If there is a buy delivery obligation, and there is insufficient balance to take delivery, the broker may close the position. This could lead to a margin shortfall if the funds available are insufficient to cover both the initial trade's margin requirements and the next day's square-off transaction.


  1. Increase in margin requirement due to shuffling of positions

The margin requirements for F&O trading are based on SPAN and Exposure margins. The SPAN margin is calculated on the overall F&O positions held, and certain positions that reduce portfolio risk may lead to a lower margin requirement. However, if these positions are closed without closing other open trades, the margin requirement can increase.

For instance, buying one lot of NIFTY futures and one lot of NIFTY put option of 17000 strike price had a margin requirement of ₹44.64 thousand. But if the put option is squared off before exiting the futures trade, the margin requirement can increase to ₹1.08 lakhs, resulting in a margin shortfall if there aren’t enough funds in the Zerodha account.

  1. Incremental physical delivery margins not maintained

In the past, F&O positions that were held until expiration were settled in cash based on the underlying stock price. But as of October 2019, the settlement process has been updated to involve giving or taking delivery of the actual shares. If one purchases option contracts, there is no need to maintain SPAN and exposure margin in their account since the margin requirement is limited to the value of the option, as the risk is also limited to that amount.
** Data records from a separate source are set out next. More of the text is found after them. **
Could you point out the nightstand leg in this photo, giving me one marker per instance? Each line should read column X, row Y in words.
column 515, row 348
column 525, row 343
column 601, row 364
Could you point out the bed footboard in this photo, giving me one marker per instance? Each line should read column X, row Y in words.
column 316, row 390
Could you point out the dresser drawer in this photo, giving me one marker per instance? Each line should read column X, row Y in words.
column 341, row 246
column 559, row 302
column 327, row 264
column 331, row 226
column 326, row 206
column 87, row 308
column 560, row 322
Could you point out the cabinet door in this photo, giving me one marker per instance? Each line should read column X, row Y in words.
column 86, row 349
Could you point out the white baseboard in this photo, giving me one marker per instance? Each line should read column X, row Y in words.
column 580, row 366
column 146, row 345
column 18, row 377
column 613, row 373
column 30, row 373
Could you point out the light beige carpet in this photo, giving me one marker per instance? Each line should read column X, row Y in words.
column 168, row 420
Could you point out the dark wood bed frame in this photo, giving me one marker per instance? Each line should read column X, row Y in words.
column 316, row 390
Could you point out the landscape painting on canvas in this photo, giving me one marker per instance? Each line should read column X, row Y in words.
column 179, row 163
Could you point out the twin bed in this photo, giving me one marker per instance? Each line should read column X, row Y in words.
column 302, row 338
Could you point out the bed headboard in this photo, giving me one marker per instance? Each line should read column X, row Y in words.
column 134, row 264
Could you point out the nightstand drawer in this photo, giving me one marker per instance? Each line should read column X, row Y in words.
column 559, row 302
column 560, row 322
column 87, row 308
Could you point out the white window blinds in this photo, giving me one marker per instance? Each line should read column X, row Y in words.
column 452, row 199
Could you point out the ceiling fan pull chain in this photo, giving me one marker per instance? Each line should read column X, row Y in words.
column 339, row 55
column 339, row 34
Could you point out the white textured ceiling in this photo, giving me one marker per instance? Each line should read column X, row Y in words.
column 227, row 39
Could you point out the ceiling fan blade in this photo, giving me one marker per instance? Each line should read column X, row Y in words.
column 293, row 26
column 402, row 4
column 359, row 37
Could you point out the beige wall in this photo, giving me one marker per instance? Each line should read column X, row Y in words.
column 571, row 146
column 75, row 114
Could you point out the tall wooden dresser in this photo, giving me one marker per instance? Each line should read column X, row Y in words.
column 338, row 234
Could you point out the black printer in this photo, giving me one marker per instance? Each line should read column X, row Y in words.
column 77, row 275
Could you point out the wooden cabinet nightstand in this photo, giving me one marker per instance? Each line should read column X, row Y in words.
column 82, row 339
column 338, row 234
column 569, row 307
However, in-the-money (ITM) options are now settled by delivery of the underlying shares due to new physical delivery rules. The Exchange levies physical delivery margins from four days prior to expiration for ITM options as a percentage of the applicable margins (VAR + ELM + Adhoc) of the underlying stock in a particular manner:

Day (Beginning of the day) Margins applicable
E-4 Day (Friday BOD) 10% of VaR + ELM + Adhoc margins
E-3 Day (Monday BOD) 25% of VaR + ELM + Adhoc margins
E-2 Day (Tuesday BOD) 45% of VaR + ELM + Adhoc margins
E-1 Day (Wednesday BOD) 70% VaR + ELM + Adhoc margins

To learn more about the physical settlement, visit

Both Equity and F&O

  1. End of Day (EOD) margins are not maintained

The exchanges release margin files several times a day, with the final file published at 5:30 PM reflecting any movement in the stock during market close hours. The End of Day (EOD) file is updated accordingly with the latest margins. The displayed margin requirement on Kite is based on the most recent exchange file available, meaning it can change after market hours based on the EOD file.

To avoid a margin shortfall, keeping sufficient funds in the Zerodha account above the margin requirement is recommended, with a buffer of 5% being sufficient on most days if there aren't significant price changes.
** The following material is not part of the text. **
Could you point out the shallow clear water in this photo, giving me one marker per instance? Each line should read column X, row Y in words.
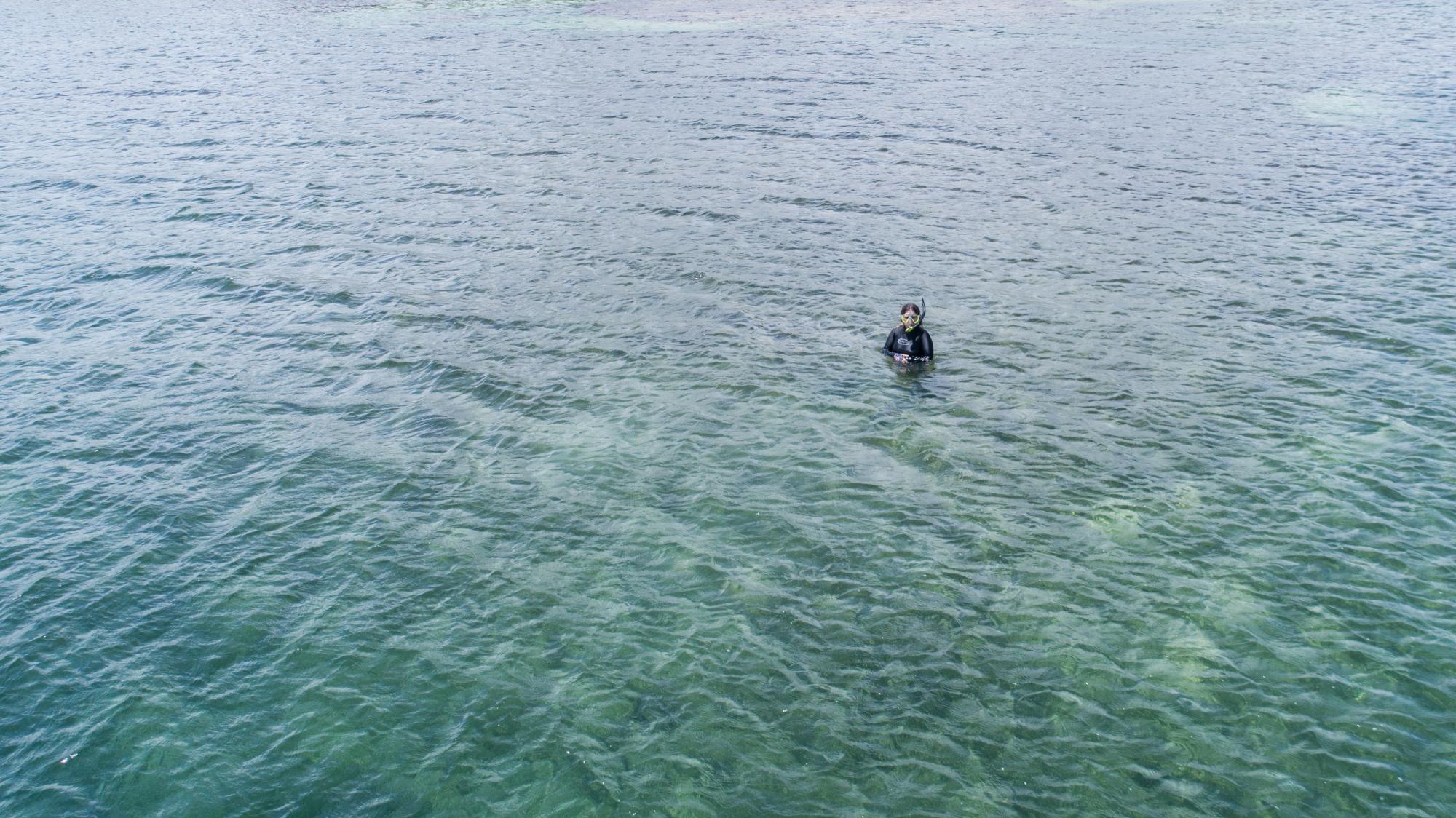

  1. Sell holdings and buy them back on the same day but meanwhile use the funds for another intraday or F&O trade

When selling holdings, 80% of the selling credit can be used for new trades. If this credit is used for intraday trade and the holdings are bought back, a margin shortfall can occur if there isn't enough margin separately available for the intraday or F&O trades.

Example Scenario

  1. A credit of ₹8,000 will be available for new trades by selling shares worth ₹10,000 from the holdings.
  2. If a trade requiring a margin of ₹5,000 was taken and squared off, and the holdings were repurchased with the credit, the peak margin requirement for the day would be ₹7,000 [i.e. ₹5,000 + 20% of ₹10,000], but only shares worth ₹2,000/- would be eligible for margin.
  3. A penalty will be levied if there aren’t sufficient funds in the Zerodha account.
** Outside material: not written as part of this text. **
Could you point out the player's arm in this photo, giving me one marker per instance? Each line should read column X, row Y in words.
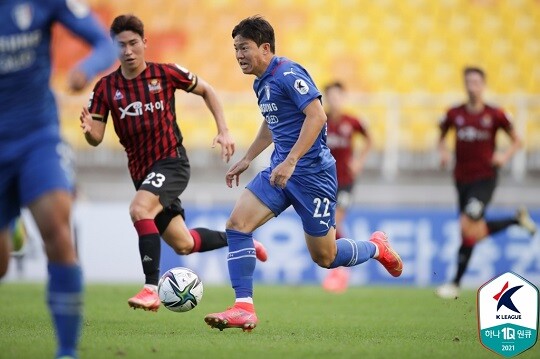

To learn more about peak margin, visit

Penalty structure

Margin penalty is charged on the shortfall amount (difference between margin available and margin required) at the following rates:

Shortfall amount Penalty Percentage
(< Rs 1 lakh) And (< 10% of applicable margin) 0.5%
(= Rs 1 lakh) Or (= 10% of applicable margin) 1.0%

If the shortfall continues for more than 3 consecutive days, a penalty of 5% is applied on the amount for each subsequent instance. Similarly, if there are more than 5 instances of margin shortfall in a month, the penalty charged is 5% of the shortfall amount beyond the 5th day.